Numerical approach on drag reduction for automotive vehicles

Mateus Brizotti, Patrick Rambaud and Florian Visentin

Table of contents

Turbulence Model
    We used the SST K-Omega models to simulate the flows around the car. The K-Omega model is a two-equation model that is an alternative to the K-Epsilon model. The transport equations solved are for the turbulent kinetic energy k and a quantity called ω, which is defined as the dissipation rate per unit turbulent kinetic energy ( ω~ε/k).
The advantage of the K-Omega model over the K-Epsilon model is its improved performance for boundary layers under adverse pressure gradients. However, The biggest disadvantage of the K-Omega model, in its original form, is that boundary layer computations are very sensitive to the values of
ω in the free stream.
In an attempt to address this shortcoming, Menter introduced modifications to the K-Omega models and his model is called the SST (Shear-Stress Transport) K-Omega model.
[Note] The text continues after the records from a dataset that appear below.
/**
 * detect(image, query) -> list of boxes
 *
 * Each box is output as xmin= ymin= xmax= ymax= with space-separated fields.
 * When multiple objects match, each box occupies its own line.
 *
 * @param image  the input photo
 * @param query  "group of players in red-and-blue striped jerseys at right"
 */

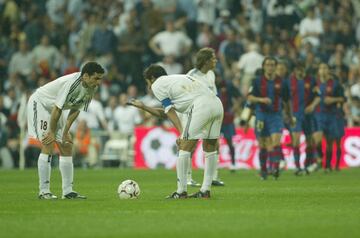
xmin=245 ymin=57 xmax=346 ymax=180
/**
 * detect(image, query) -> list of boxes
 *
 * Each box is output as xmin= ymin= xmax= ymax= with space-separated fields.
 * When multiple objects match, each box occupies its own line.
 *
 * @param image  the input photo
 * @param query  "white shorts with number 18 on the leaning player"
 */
xmin=27 ymin=94 xmax=67 ymax=142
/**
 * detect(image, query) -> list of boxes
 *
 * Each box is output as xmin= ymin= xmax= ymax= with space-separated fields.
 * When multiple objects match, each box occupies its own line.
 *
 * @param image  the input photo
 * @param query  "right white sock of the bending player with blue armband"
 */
xmin=200 ymin=151 xmax=218 ymax=192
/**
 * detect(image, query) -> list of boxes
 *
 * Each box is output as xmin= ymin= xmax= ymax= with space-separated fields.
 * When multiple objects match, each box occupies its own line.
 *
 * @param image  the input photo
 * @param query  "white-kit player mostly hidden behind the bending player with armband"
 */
xmin=186 ymin=47 xmax=225 ymax=187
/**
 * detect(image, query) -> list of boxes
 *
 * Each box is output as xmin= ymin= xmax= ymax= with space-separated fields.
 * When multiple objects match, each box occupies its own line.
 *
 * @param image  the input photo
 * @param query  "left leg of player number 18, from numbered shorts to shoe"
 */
xmin=27 ymin=96 xmax=57 ymax=199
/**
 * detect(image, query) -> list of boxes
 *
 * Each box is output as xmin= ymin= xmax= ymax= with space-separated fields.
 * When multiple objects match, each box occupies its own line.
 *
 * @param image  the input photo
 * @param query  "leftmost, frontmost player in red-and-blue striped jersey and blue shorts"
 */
xmin=248 ymin=57 xmax=295 ymax=180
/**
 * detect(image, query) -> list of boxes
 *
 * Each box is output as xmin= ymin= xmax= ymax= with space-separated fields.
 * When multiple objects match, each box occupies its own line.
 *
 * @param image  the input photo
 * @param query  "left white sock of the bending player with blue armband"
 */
xmin=176 ymin=150 xmax=191 ymax=193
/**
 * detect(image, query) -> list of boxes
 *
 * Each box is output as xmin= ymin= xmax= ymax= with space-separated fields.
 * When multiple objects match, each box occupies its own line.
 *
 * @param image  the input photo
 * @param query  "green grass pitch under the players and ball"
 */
xmin=0 ymin=169 xmax=360 ymax=238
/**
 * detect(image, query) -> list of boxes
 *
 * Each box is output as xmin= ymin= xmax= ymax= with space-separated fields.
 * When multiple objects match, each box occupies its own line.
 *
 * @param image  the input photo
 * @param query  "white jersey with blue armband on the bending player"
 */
xmin=151 ymin=74 xmax=216 ymax=113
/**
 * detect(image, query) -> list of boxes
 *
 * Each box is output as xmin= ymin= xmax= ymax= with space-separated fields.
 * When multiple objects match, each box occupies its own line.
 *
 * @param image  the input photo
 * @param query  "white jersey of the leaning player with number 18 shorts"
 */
xmin=34 ymin=72 xmax=97 ymax=111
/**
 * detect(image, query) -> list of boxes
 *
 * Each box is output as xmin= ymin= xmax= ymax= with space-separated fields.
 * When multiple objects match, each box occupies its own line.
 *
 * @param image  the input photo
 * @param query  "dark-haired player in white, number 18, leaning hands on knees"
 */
xmin=27 ymin=62 xmax=105 ymax=199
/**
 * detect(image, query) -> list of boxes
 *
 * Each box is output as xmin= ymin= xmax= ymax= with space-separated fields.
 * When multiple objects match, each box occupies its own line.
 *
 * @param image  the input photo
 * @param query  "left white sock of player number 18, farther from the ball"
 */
xmin=38 ymin=153 xmax=51 ymax=193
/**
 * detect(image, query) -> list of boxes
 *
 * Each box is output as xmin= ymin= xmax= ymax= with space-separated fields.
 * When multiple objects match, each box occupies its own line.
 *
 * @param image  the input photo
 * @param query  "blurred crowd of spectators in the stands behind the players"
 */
xmin=0 ymin=0 xmax=360 ymax=167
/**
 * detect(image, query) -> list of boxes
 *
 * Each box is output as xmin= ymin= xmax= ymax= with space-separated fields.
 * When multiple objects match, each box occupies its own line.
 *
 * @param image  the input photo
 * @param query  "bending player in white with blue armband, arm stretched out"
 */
xmin=133 ymin=65 xmax=223 ymax=199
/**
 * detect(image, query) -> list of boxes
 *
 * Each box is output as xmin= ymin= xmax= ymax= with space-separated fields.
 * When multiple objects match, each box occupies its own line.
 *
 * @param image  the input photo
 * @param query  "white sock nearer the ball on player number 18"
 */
xmin=59 ymin=156 xmax=74 ymax=195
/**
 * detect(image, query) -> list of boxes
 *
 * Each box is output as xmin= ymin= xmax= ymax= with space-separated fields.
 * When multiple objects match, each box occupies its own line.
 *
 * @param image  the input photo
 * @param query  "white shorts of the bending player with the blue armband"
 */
xmin=181 ymin=96 xmax=224 ymax=140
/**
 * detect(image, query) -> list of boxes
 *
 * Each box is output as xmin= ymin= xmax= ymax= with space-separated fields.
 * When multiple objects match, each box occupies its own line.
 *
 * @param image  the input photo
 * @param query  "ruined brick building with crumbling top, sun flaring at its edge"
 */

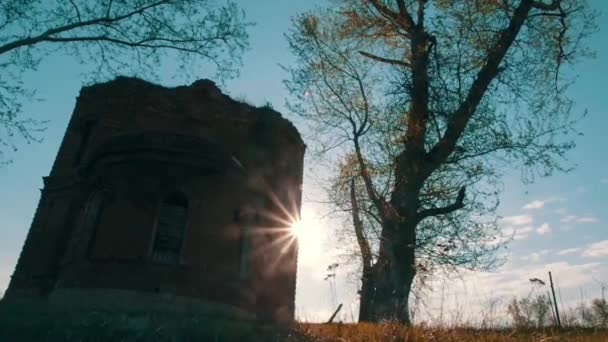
xmin=4 ymin=77 xmax=305 ymax=320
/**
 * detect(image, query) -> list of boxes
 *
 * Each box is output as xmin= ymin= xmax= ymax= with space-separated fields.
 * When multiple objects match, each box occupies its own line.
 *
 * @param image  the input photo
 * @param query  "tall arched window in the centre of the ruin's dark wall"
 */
xmin=152 ymin=192 xmax=188 ymax=264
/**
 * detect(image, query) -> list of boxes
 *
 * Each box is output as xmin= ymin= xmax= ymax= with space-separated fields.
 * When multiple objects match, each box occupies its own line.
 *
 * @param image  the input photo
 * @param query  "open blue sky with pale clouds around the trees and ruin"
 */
xmin=0 ymin=0 xmax=608 ymax=320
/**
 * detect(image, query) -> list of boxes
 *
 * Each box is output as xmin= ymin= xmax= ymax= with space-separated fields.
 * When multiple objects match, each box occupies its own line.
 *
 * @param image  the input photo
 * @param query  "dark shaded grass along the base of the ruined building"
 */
xmin=0 ymin=312 xmax=290 ymax=342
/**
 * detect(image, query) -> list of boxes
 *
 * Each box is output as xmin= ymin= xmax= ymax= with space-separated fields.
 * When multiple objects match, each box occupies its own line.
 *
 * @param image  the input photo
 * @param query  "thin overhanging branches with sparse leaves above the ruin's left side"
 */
xmin=0 ymin=0 xmax=249 ymax=163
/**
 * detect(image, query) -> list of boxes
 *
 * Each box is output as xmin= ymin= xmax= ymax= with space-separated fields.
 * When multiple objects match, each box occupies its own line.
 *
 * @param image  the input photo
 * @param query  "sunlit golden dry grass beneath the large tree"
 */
xmin=292 ymin=323 xmax=608 ymax=342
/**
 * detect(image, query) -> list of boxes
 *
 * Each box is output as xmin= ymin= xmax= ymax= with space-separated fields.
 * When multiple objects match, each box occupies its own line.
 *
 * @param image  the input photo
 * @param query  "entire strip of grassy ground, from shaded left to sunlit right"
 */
xmin=0 ymin=312 xmax=608 ymax=342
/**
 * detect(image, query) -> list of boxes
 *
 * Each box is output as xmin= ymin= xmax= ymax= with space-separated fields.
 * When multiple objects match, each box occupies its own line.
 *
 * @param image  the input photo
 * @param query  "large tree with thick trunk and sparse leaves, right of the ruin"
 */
xmin=286 ymin=0 xmax=594 ymax=323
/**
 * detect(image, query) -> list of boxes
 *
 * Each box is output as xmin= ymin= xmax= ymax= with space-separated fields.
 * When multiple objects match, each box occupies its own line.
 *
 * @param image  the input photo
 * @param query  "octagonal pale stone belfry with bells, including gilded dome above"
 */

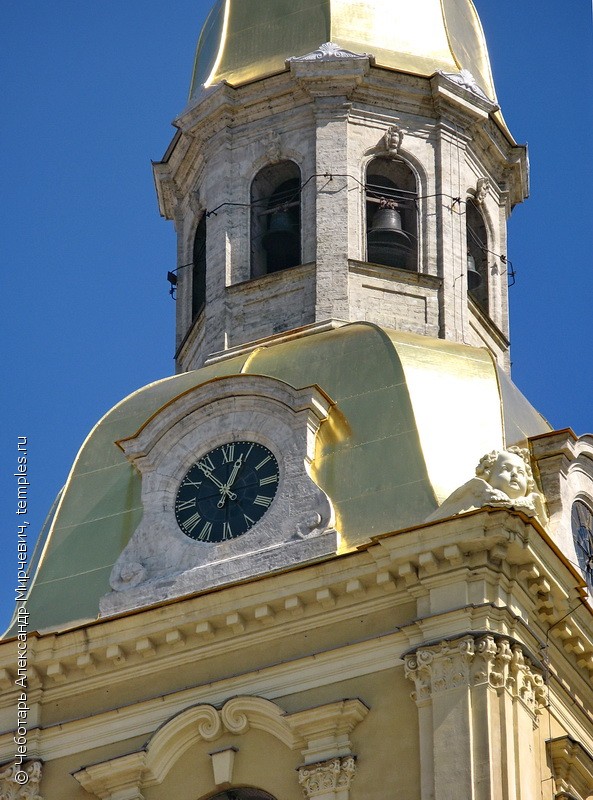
xmin=154 ymin=0 xmax=528 ymax=371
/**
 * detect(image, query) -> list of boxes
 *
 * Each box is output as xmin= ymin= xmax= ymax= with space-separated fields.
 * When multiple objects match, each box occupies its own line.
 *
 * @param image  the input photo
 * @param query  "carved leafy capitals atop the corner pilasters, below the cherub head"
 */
xmin=404 ymin=635 xmax=547 ymax=714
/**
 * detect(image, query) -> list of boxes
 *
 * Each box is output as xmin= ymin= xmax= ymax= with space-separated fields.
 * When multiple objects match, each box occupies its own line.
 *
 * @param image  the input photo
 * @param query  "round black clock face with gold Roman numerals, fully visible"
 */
xmin=175 ymin=442 xmax=279 ymax=542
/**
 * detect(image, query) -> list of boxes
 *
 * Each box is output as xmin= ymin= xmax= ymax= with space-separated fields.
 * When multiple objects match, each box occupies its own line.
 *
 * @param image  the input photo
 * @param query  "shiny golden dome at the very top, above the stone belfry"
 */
xmin=190 ymin=0 xmax=496 ymax=101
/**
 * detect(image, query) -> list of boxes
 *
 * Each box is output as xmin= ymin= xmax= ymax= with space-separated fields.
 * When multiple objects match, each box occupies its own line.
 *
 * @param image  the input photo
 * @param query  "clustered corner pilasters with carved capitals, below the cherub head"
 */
xmin=405 ymin=635 xmax=545 ymax=800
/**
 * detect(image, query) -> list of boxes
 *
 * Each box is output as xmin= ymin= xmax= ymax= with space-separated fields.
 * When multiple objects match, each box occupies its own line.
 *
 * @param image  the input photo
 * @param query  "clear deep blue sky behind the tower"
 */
xmin=0 ymin=0 xmax=593 ymax=627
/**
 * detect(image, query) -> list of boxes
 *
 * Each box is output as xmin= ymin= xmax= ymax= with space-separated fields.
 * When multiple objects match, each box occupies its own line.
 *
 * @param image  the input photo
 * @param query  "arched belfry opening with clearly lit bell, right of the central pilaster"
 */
xmin=366 ymin=158 xmax=418 ymax=270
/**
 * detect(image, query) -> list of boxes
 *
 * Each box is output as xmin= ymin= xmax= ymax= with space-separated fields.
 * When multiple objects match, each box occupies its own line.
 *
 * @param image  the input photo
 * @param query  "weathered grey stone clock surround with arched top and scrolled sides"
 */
xmin=101 ymin=375 xmax=338 ymax=615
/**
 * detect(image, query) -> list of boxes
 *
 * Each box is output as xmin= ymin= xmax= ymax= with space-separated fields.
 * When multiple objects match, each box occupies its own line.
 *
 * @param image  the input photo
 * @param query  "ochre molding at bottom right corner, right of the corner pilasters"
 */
xmin=546 ymin=736 xmax=593 ymax=800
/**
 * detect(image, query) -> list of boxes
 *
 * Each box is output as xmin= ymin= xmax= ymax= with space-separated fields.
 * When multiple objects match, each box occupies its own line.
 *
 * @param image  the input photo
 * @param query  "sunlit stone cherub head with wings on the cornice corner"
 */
xmin=427 ymin=447 xmax=547 ymax=524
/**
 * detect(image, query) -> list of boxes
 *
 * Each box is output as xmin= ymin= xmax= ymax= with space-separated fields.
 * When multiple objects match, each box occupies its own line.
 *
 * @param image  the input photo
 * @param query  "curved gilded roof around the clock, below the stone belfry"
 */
xmin=5 ymin=323 xmax=549 ymax=629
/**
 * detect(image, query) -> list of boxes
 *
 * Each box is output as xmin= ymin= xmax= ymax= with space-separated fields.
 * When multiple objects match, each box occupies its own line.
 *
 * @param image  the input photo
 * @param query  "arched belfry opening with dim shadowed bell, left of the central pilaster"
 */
xmin=251 ymin=161 xmax=301 ymax=278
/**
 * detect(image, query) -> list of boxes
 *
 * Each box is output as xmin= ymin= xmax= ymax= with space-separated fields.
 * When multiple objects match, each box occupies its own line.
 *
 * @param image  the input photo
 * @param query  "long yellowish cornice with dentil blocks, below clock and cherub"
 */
xmin=0 ymin=510 xmax=593 ymax=701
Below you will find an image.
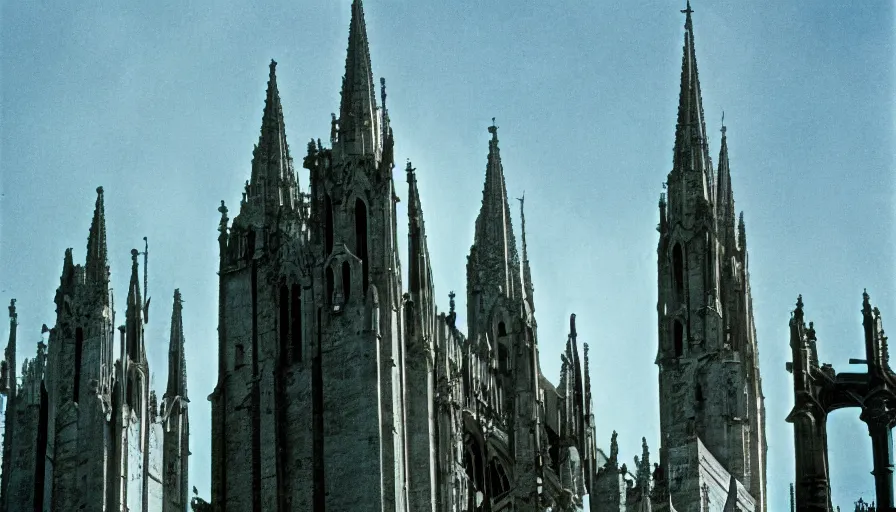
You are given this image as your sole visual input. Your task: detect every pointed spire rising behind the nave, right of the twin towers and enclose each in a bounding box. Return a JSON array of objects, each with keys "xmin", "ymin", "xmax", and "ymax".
[{"xmin": 467, "ymin": 119, "xmax": 522, "ymax": 336}]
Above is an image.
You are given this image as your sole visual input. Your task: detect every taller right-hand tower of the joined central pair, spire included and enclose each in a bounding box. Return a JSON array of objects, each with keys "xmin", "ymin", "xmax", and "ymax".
[{"xmin": 305, "ymin": 0, "xmax": 407, "ymax": 504}]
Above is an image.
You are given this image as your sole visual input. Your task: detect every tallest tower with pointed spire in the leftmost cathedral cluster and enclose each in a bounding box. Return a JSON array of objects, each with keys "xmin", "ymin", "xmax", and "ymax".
[{"xmin": 48, "ymin": 187, "xmax": 115, "ymax": 510}]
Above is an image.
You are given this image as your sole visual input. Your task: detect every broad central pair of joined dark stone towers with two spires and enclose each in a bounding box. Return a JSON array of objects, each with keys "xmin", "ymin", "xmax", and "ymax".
[{"xmin": 211, "ymin": 0, "xmax": 407, "ymax": 510}]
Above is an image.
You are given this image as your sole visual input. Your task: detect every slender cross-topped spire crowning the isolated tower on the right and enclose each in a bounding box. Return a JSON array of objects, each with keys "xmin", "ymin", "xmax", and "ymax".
[{"xmin": 669, "ymin": 1, "xmax": 714, "ymax": 208}]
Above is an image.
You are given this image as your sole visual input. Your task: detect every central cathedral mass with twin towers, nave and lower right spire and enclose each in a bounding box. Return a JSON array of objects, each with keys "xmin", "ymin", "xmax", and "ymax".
[{"xmin": 193, "ymin": 0, "xmax": 602, "ymax": 512}]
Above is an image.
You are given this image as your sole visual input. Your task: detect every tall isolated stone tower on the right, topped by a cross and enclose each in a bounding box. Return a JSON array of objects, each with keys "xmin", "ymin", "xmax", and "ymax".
[{"xmin": 657, "ymin": 4, "xmax": 765, "ymax": 510}]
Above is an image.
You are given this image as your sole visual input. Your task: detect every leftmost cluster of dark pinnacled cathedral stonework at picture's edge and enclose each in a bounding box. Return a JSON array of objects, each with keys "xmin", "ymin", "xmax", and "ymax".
[{"xmin": 0, "ymin": 187, "xmax": 189, "ymax": 512}]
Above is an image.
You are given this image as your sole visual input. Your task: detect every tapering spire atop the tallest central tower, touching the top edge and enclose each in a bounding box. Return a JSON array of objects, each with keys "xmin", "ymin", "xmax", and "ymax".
[{"xmin": 334, "ymin": 0, "xmax": 382, "ymax": 156}]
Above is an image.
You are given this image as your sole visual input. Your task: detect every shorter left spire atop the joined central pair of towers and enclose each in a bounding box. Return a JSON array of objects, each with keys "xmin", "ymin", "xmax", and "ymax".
[{"xmin": 247, "ymin": 60, "xmax": 298, "ymax": 214}]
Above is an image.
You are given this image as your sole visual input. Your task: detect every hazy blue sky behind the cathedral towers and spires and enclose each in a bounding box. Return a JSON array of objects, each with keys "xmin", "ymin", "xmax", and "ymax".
[{"xmin": 0, "ymin": 0, "xmax": 896, "ymax": 510}]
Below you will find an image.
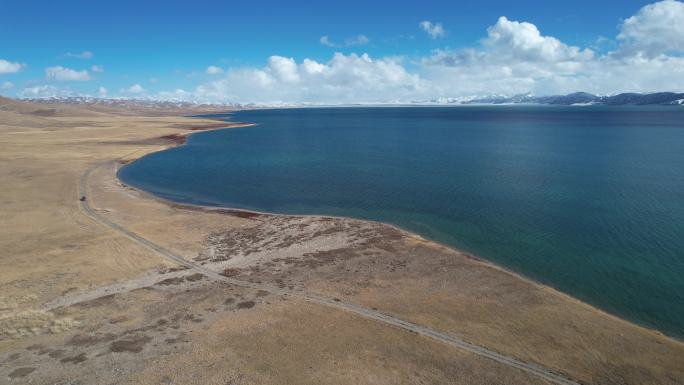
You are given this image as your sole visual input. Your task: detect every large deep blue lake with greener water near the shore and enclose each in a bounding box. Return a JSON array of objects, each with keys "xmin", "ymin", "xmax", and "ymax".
[{"xmin": 119, "ymin": 106, "xmax": 684, "ymax": 338}]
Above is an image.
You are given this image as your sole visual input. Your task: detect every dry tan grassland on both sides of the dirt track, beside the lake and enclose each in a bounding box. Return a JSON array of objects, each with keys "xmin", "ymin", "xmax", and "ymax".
[{"xmin": 0, "ymin": 97, "xmax": 684, "ymax": 384}]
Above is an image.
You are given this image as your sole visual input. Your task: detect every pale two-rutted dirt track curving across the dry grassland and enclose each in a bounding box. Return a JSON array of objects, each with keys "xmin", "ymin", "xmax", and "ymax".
[{"xmin": 79, "ymin": 161, "xmax": 581, "ymax": 385}]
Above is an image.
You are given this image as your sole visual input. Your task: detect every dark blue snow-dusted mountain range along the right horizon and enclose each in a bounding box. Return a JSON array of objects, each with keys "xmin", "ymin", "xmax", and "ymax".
[{"xmin": 420, "ymin": 92, "xmax": 684, "ymax": 106}]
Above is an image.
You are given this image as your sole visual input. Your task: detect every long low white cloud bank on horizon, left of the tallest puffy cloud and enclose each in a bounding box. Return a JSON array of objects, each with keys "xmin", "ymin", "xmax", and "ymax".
[{"xmin": 192, "ymin": 53, "xmax": 422, "ymax": 103}]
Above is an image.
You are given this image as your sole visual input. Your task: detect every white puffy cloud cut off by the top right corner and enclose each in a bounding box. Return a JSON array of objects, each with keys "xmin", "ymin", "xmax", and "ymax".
[{"xmin": 617, "ymin": 0, "xmax": 684, "ymax": 57}]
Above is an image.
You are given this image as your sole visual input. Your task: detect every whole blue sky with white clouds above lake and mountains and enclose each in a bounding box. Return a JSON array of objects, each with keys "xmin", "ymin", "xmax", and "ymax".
[{"xmin": 0, "ymin": 0, "xmax": 684, "ymax": 104}]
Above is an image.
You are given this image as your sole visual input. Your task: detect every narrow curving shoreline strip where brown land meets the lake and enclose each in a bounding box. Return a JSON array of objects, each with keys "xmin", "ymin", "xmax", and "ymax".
[{"xmin": 112, "ymin": 111, "xmax": 684, "ymax": 346}]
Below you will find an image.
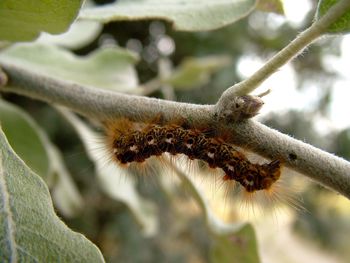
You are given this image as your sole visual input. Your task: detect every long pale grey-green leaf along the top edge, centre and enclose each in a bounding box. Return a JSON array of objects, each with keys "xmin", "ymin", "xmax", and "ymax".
[{"xmin": 80, "ymin": 0, "xmax": 256, "ymax": 31}]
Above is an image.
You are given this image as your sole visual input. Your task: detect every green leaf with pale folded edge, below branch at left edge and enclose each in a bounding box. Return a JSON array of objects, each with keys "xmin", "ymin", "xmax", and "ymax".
[{"xmin": 0, "ymin": 99, "xmax": 83, "ymax": 217}]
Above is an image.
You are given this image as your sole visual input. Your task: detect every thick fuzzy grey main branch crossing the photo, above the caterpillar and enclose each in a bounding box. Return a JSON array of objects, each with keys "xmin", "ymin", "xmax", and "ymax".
[{"xmin": 0, "ymin": 63, "xmax": 350, "ymax": 199}]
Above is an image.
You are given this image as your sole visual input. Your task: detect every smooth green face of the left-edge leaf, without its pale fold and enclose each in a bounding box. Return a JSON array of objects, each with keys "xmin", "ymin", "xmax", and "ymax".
[{"xmin": 0, "ymin": 99, "xmax": 52, "ymax": 181}]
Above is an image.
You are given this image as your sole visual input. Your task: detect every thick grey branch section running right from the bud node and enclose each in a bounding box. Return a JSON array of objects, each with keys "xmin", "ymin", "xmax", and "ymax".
[{"xmin": 231, "ymin": 121, "xmax": 350, "ymax": 199}]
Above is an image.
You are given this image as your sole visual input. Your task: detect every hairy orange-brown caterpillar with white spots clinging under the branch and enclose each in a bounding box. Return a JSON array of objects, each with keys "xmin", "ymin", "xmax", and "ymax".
[{"xmin": 105, "ymin": 118, "xmax": 281, "ymax": 193}]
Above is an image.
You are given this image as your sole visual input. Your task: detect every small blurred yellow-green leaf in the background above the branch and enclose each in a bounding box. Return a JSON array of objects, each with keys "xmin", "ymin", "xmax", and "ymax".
[{"xmin": 162, "ymin": 56, "xmax": 231, "ymax": 89}]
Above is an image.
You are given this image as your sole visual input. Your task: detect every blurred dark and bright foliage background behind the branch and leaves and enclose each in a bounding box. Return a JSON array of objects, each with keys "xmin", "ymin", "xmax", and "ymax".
[{"xmin": 3, "ymin": 0, "xmax": 350, "ymax": 262}]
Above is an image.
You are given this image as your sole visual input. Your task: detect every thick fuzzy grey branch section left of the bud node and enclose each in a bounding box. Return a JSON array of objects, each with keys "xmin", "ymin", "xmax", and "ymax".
[{"xmin": 0, "ymin": 62, "xmax": 213, "ymax": 126}]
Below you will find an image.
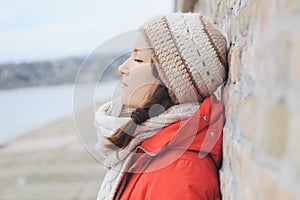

The SST model has seen fairly wide application in aerodynamics problems, where viscous flows are typically well resolved and turbulence models are generally applied throughout the boundary layer.

Wall Treatment

    Three types of wall treatment are provided with StarCCM+, although all three might not always be available because they depend on the turbulence model used:
  • The high-y+ wall treatment implies the wall-function-type approach in which it is assumed that the near-wall cell lies within the logarithmic region of the boundary layer (y+~30).
  • The low-y+ wall treatment is suitable only for low-Reynolds number turbulence models in which it is assumed that the viscous sublayer is properly resolved (y+=1 or lesser).
  • The all-y+ wall treatment is a hybrid treatment that attempts to emulate the high-y+ wall treatment for coarse meshes and the low-y+ wall treatment for fine meshes.

       We used the third wall treatment (ally+) for our simulation.

Unsteady Case

        For the non-stationnary simulation, we  used  the  2nd order implicit unsteady model and we set the time step as 1.0E-4 s.